A decisão da 2ª Turma confirmou a sentença da juíza Silvia Figueiredo Marques. Ela havia entendido que “ainda que tenham sido constatados casos de corrupção na Infraero, e, ressalte-se, nenhum deles especificado na matéria em questão, afirmar-se que a corrupção é característica primordial da instituição é ofensivo”.
Infraero: agente de censura?
Na visão do advogado Gustavo Binenbojm, professor da Faculdade de Direito da Universidade do Estado do Rio de Janeiro (UERJ), a decisão é absurda.
“A garantia constitucional da liberdade de imprensa é uma garantia institucional da democracia para que o jornalista e o veículo possam livremente dar voz a críticas que emergem da própria sociedade em relação a autoridades públicas”, defende Binenbojm.
“Ao se condenar um jornalista e um veículo numa situação dessas, de crítica, não só é penalizado alguém que acreditou nessa liberdade como pode haver um efeito silenciador”, avalia.
“Qual é a mensagem que a Justiça passa para imprensa brasileira? Não façam críticas, não sejam irônicos, nem façam hipérboles porque isso no Brasil é proibido”.
Para Patrícia Blanco, presidente do Instituto Palavra Aberta, é fato que o direito de a Infraero acionar alguém por uma determinada ofensa ou crítica pesada existe, mas ela questiona se ele deve ser exercido desta forma.

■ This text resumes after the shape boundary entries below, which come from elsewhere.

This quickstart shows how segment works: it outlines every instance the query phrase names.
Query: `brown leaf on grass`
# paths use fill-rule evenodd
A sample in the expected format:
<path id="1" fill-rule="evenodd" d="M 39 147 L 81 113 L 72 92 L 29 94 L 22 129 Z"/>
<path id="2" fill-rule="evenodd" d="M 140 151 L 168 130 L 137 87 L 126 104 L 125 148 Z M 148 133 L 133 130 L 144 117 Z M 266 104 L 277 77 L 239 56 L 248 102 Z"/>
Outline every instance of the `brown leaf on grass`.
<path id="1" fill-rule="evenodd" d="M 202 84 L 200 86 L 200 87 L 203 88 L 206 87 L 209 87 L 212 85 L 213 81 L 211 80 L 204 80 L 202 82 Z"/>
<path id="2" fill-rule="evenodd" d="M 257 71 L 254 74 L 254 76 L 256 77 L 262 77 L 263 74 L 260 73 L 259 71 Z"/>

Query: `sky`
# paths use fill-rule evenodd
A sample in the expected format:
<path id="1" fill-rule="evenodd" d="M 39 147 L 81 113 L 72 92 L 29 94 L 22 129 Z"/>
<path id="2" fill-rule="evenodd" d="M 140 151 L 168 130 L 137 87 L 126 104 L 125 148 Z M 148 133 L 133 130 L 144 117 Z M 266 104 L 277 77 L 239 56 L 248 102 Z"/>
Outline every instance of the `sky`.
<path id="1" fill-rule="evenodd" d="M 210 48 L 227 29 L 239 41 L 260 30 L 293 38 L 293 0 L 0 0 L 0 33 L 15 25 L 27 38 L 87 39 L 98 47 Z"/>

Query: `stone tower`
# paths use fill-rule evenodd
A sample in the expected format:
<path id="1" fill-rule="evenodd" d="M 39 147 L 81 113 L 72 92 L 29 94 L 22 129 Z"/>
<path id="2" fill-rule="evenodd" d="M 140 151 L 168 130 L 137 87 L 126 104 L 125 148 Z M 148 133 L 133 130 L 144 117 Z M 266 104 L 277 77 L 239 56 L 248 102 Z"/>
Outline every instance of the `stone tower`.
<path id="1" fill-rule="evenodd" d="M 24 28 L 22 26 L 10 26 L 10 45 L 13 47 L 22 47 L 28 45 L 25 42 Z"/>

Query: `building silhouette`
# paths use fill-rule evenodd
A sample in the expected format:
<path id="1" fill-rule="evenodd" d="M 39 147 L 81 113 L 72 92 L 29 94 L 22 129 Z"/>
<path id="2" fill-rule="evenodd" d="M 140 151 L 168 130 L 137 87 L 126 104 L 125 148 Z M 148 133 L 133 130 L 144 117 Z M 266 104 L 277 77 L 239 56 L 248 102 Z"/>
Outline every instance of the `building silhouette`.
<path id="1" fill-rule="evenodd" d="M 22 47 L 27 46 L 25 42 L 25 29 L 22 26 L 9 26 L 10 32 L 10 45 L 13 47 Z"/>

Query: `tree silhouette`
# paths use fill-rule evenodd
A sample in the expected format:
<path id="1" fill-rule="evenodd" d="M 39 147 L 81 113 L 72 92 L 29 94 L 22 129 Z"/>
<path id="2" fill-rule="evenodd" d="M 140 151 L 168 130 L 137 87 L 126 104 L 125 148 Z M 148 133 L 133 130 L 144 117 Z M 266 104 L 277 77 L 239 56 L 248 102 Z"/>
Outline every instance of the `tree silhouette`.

“O jornalista pode ficar receoso de fazer novas críticas. Quanto mais ações contra jornalistas forem ajuizadas, mais se cria um ambiente de insegurança em que pode gerar uma limitação na liberdade de atuação de imprensa. Neste momento, as liberdades precisam ser reafirmadas”, avalia.
A crítica, ainda que ácida, deve ser garantida, afirma o advogado Alexandre Fidalgo, que atua em causas envolvendo liberdade de expressão. “Mais ainda quando envolver agentes e empresas públicas”.
Na mesma linha opina o constitucionalista Oscar Vilhena, diretor da FGV Direito SP, para quem as agências públicas, especialmente, devem ser objeto de escrutínio, inclusive de juízos negativos a respeito da sua atuação.
“Infelizmente o Judiciário tem sido um dos obstáculos à liberdade de expressão no Brasil nos últimos anos. Felizmente o Supremo tem tido uma postura mais robusta na proteção desse direito tão vital para a democracia”, avalia Vilhena.
O interesse da Infraero, pensa Binenbojm, deveria ser o de utilizar a crítica para apurar possíveis desvios. Se eles não existissem, então, ela poderia vir a público e mostrar que o jornalista estava errado. “Jamais deveria a Infraero se prestar a ser um agente de censura”, critica o advogado.
O processo tramita no TRF3 sob o número 0014962-85.2013.4.03.6100.